俺はもともと人見知りはしないので、「よろしく。ではさっそく歌いましょうか。
じゃあ、まず俺から…」と、大滝詠一の「幸せの結末」を歌った。しかし、これが
失敗だった。自分的には最近の自信作だったが、入室したばかりで、何を飲むか、
何を食べるかで3人はそれどころではなかったみたいである?(苦笑)
飲み物、食べ物が来て、落ち着き、それぞれが自分の18番を歌いだしたころ、俺も
エルビス・プレスリーの「好きにならずにいられない」を歌った。すると43才の彼
女が、「最近聞いた歌で、これほど心に沁みたことはない」と言ってくれた。大阪
ミナミのラウンジのママが、「商売柄、長いこと、カラオケを聞いているけど、あ
なたのこの歌はベスト3に入るわ」と太鼓判を押してくれた俺のベストワンである。
実はこの歌はどこでも評判が良く、大阪キタのクラブのママも、「本人(プレスリー)
よりもうまいんとちがう?」と誉めてくれた。その店では、ダンスタイムの歌として、
何度もリクエストしてもらったが、当然エルビス・プレスリーのあの甘い声は出せない。
しかし、誉めてもらって悪い気はしなかった。
じゃあ、と、今度は53才の主婦が言った。「私からMさんにリクエストしてもいいです
か?」、「うん、知っている歌なら何でも歌いますよ」と言ったら、「ジュリー(沢田研
二)のー時の過ぎ行くままーは歌えます?」と言われた。歌えるどころか、この歌は、俺
が結婚するときの決め歌というか、当時の彼女が大好きな歌だった。
あなたはすっかり 疲れてしまい
生きていることさえ 嫌だと泣いた
こわれたピアノで 想い出の歌
片手でひいては ため息ついた
時の過ぎゆくままに この身をまかせ
男と女が 漂いながら
堕ちてゆくのも しあわせだよと
二人つめたい 体あわせる
俺も久しぶりで、昔の嫁さんを思い浮かべながら熱唱したらみんなシーンとなって、43才の彼
女が涙を浮かべながら、「すみません。もう一度歌ってもらっていいですか?」と、リクエス
トが来た。こうなると、俺は「歌手」である。「もちろん!」と言って歌ったら、女性二人が
また涙を流して頷いていた。
先輩が、「Mちゃんは、この曲で何人女をものにしたか!」と冷かしたが、そんなことはない。

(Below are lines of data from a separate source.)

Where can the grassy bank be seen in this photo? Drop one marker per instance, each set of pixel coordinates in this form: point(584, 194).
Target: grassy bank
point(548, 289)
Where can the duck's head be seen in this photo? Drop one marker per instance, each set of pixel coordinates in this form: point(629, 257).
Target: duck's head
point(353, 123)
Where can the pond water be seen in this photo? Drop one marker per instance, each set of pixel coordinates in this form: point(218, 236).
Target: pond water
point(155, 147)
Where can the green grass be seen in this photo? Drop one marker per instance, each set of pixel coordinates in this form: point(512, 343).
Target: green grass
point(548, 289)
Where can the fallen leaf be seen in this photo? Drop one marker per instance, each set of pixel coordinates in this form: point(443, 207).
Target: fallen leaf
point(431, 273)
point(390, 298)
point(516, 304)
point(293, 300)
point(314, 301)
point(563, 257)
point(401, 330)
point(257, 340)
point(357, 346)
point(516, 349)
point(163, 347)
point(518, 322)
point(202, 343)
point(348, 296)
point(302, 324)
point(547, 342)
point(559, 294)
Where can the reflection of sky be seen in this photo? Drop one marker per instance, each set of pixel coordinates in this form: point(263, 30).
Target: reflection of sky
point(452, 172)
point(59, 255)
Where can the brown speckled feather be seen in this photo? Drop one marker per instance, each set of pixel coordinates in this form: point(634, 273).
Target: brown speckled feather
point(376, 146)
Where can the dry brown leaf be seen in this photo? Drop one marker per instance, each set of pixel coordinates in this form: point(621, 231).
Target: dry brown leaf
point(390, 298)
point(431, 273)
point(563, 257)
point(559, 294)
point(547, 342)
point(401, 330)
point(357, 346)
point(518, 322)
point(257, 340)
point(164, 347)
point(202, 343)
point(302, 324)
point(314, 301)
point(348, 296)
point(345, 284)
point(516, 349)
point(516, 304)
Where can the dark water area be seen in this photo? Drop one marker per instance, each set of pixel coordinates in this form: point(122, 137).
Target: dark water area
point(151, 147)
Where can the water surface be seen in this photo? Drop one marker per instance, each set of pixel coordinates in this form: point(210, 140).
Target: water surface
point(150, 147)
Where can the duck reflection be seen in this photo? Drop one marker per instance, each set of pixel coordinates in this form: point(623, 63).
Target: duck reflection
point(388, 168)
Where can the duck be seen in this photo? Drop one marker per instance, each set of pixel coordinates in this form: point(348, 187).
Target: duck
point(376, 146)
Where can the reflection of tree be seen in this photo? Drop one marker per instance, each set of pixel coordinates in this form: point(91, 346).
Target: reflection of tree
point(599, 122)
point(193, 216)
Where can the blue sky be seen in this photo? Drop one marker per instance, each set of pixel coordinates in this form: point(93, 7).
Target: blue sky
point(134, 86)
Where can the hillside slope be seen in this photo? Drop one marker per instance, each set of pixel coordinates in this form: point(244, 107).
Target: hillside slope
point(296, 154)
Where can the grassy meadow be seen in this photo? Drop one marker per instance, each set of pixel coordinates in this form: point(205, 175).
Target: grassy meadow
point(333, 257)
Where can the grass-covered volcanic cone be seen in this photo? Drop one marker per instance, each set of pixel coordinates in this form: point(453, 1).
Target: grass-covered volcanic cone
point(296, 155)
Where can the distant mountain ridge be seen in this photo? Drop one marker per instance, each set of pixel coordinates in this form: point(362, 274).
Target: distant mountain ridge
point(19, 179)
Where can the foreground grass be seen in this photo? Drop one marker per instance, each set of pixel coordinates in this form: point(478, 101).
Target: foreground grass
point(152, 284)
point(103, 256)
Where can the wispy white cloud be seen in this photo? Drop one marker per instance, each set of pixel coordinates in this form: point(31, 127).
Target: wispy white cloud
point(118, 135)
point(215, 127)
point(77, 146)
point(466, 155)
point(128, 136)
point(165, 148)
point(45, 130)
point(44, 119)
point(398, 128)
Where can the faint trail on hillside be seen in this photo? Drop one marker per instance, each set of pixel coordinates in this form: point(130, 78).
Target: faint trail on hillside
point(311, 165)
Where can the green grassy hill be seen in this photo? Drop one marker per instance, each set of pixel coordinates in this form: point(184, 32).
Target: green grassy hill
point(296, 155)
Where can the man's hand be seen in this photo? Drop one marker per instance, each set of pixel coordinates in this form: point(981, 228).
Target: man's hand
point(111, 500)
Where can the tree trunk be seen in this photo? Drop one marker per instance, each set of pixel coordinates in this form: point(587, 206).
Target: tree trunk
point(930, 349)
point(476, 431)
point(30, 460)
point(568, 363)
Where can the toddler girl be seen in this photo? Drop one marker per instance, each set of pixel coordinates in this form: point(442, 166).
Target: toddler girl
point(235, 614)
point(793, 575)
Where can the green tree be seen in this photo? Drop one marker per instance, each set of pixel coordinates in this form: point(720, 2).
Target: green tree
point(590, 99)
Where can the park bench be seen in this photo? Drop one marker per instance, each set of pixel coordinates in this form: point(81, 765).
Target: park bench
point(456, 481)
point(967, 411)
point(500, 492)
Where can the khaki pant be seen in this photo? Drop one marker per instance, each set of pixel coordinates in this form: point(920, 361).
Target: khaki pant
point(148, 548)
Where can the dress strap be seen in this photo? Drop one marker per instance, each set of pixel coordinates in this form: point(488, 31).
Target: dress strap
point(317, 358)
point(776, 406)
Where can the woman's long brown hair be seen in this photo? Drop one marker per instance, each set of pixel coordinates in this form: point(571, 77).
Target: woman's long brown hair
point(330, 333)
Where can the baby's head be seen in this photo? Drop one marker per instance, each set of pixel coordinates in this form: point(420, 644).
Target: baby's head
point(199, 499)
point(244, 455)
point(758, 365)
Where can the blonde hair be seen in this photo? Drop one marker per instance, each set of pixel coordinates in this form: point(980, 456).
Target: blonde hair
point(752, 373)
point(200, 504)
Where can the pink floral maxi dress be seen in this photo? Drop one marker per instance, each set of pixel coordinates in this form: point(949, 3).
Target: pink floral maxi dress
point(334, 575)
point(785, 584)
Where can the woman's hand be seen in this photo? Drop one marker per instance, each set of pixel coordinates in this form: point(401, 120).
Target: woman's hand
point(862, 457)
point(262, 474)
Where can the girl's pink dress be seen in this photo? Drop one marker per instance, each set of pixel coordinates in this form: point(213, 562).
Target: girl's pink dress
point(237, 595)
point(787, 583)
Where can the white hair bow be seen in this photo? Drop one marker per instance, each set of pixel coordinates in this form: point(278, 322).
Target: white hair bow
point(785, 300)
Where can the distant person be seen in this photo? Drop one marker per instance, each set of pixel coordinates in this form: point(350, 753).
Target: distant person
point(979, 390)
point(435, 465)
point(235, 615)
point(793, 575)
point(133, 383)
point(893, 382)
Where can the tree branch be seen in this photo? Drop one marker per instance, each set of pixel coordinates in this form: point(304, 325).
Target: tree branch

これほど誉めてもらったのは初めてで、次に演歌、内山田洋とクールファイブの「愛の旅路」を
歌ったら、「演歌は心に響きませんね」と言われた。そう、演歌は好きだが、歌い方がまるで分
かっていない。「こぶし」が全然回らないのだ。
現在、独身生活4年目である。エルビス・プレスリーの「好きにならずにはいられない」を本気で
歌って、口説きたい女性はどこかにいないものだろうか?先輩は、「来年が勝負だ!」と発破をか
けてくれるけど、このまま、スルーのような気もする。出会いを求めて酒を飲み、旅に出る。しかし、
人との出会いは意識したらダメで、その境地が難しい。